Towards Automatic Generation of Shareable Synthetic Clinical Notes Using Neural Language Models

Large-scale clinical data is invaluable to driving many computational scientific advances today. However, understandable concerns regarding patient privacy hinder the open dissemination of such data and give rise to suboptimal siloed research. De-identification methods attempt to address these concerns but were shown to be susceptible to adversarial attacks. In this work, we focus on the vast amounts of unstructured natural language data stored in clinical notes and propose to automatically generate synthetic clinical notes that are more amenable to sharing using generative models trained on real de-identified records. To evaluate the merit of such notes, we measure both their privacy preservation properties as well as utility in training clinical NLP models. Experiments using neural language models yield notes whose utility is close to that of the real ones in some clinical NLP tasks, yet leave ample room for future improvements.
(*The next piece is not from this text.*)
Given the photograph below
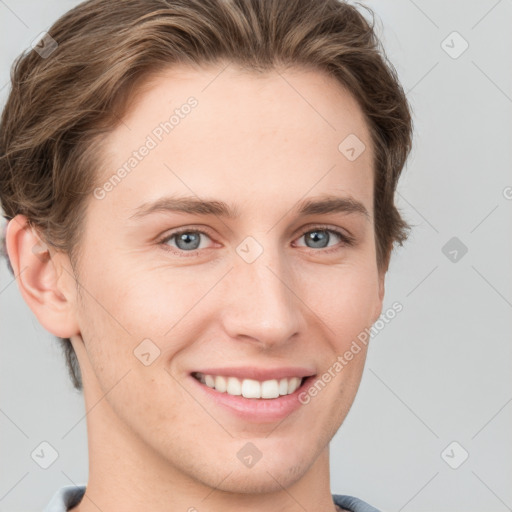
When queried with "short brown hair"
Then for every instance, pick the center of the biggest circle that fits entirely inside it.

Self-Normalization Properties of Language Modeling

Self-normalizing discriminative models approximate the normalized probability of a class without having to compute the partition function. In the context of language modeling, this property is particularly appealing as it may significantly reduce run-times due to large word vocabularies. In this study, we provide a comprehensive investigation of language modeling self-normalization. First, we theoretically analyze the inherent self-normalization properties of Noise Contrastive Estimation (NCE) language models. Then, we compare them empirically to softmax-based approaches, which are self-normalized using explicit regularization, and suggest a hybrid model with compelling properties. Finally, we uncover a surprising negative correlation between self-normalization and perplexity across the board, as well as some regularity in the observed errors, which may potentially be used for improving self-normalization algorithms in the future.
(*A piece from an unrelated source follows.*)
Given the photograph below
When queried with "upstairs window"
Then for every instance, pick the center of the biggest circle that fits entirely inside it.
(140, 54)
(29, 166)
The Role of Context Types and Dimensionality in Learning Word Embeddings

We provide the first extensive evaluation of how using different types of context to learn skip-gram word embeddings affects performance on a wide range of intrinsic and extrinsic NLP tasks. Our results suggest that while intrinsic tasks tend to exhibit a clear preference to particular types of contexts and higher dimensionality, more careful tuning is required for finding the optimal settings for most of the extrinsic tasks that we considered. Furthermore, for these extrinsic tasks, we find that once the benefit from increasing the embedding dimensionality is mostly exhausted, simple concatenation of word embeddings, learned with different context types, can yield further performance gains. As an additional contribution, we propose a new variant of the skip-gram model that learns word embeddings from weighted contexts of substitute words.

A Simple Language Model based on PMI Matrix Approximations

In this study, we introduce a new approach for learning language models by training them to estimate word-context pointwise mutual information (PMI), and then deriving the desired conditional probabilities from PMI at test time. Specifically, we show that with minor modifications to word2vec's algorithm, we get principled language models that are closely related to the well-established Noise Contrastive Estimation (NCE) based language models. A compelling aspect of our approach is that our models are trained with the same simple negative sampling objective function that is commonly used in word2vec to learn word embeddings.

PMI Matrix Approximations with Applications to Neural Language Modeling

The negative sampling (NEG) objective function, used in word2vec, is a simplification of the Noise Contrastive Estimation (NCE) method. NEG was found to be highly effective in learning continuous word representations. However, unlike NCE, it was considered inapplicable for the purpose of learning the parameters of a language model. In this study, we refute this assertion by providing a principled derivation for NEG-based language modeling, founded on a novel analysis of a low-dimensional approximation of the matrix of pointwise mutual information between the contexts and the predicted words. The obtained language modeling is closely related to NCE language models but is based on a simplified objective function. We thus provide a unified formulation for two main language processing tasks, namely word embedding and language modeling, based on the NEG objective function. Experimental results on two popular language modeling benchmarks show comparable perplexity results, with a small advantage to NEG over NCE.